Sunday, August 24, 2014
Life With 2 Kids Summed Up In One Very Accurate Scene
Do you have kids? If you answered no, do you WANT kids? Well, if you answered yes, I'd like to describe for you what you're in for when you have kids. Plural. As in more than one. Because handling one is cake. Add one more though and what I am about to describe will soon be your life too.
The Intercontinental, a 5-star hotel by the Olympic Sailing Port here in Qingdao. It's a lovely hotel (though not as fabulous as the Shangri-La, in my opinion) and on Sundays, our church hosts services in the large auditorium on the 3rd floor, which I never get to sit in on because just adjacent is a room for infants and small children to play in. As you may have guessed, Raelynn NEVER wants me to leave this room. EVER. Even though she's at the point that she completely ignores me while I'm in there. Until I try to sneak out the door that is.
Church ends and everyone is milling about, talking. Jeremy and I speak to some people we know but decide to get a move on to the supermarket as Raelynn is getting crankier by the minute. How do I know this? Allow me to illustrate with our actual conversation.

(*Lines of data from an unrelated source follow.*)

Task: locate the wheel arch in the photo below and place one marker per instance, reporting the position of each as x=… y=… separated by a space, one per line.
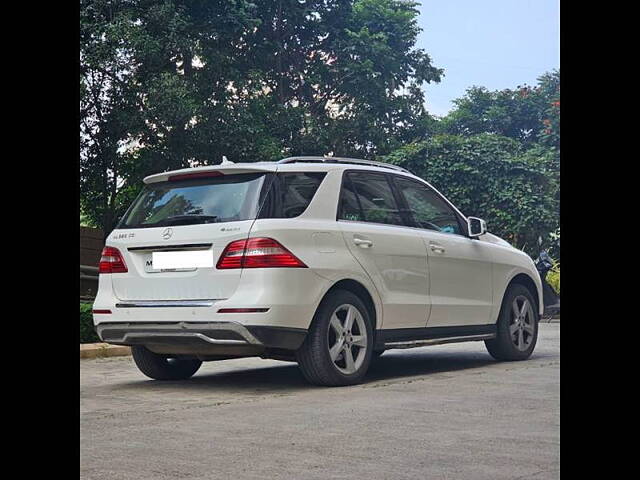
x=526 y=281
x=362 y=292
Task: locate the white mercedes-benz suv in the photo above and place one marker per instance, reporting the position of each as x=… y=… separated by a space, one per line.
x=323 y=261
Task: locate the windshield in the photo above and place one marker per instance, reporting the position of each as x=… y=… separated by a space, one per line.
x=227 y=198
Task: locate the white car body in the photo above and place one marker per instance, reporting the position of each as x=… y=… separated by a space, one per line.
x=418 y=280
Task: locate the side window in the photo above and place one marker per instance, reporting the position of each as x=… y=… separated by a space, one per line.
x=428 y=210
x=349 y=206
x=290 y=193
x=297 y=190
x=368 y=197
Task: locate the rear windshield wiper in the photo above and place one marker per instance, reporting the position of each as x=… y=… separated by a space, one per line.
x=186 y=219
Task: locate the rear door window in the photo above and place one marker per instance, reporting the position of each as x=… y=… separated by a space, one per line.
x=367 y=196
x=427 y=208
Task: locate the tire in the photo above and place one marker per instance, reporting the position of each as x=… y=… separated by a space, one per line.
x=159 y=367
x=377 y=354
x=322 y=367
x=514 y=328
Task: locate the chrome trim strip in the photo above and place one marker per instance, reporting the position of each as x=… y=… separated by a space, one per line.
x=438 y=341
x=352 y=161
x=166 y=303
x=214 y=341
x=181 y=247
x=182 y=329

Raelynn: I don't want to stand right here!
Me: Ok, let's stand over there.
Raelynn: No! I don't want to stand there!!!
Me: Ok, where do you want to go?
Raelynn: I want to stand here!!!!!
Me: Um, ok...
As we get ready to depart, I ask her if she needs to use the bathroom.
Me: Raelynn, do you need to use the potty before we go?
Raelynn: No! I no use potty!
Me: Are you sure?
Raelynn: Yes, Mommy!
Me: You really don't have to make a pee pee?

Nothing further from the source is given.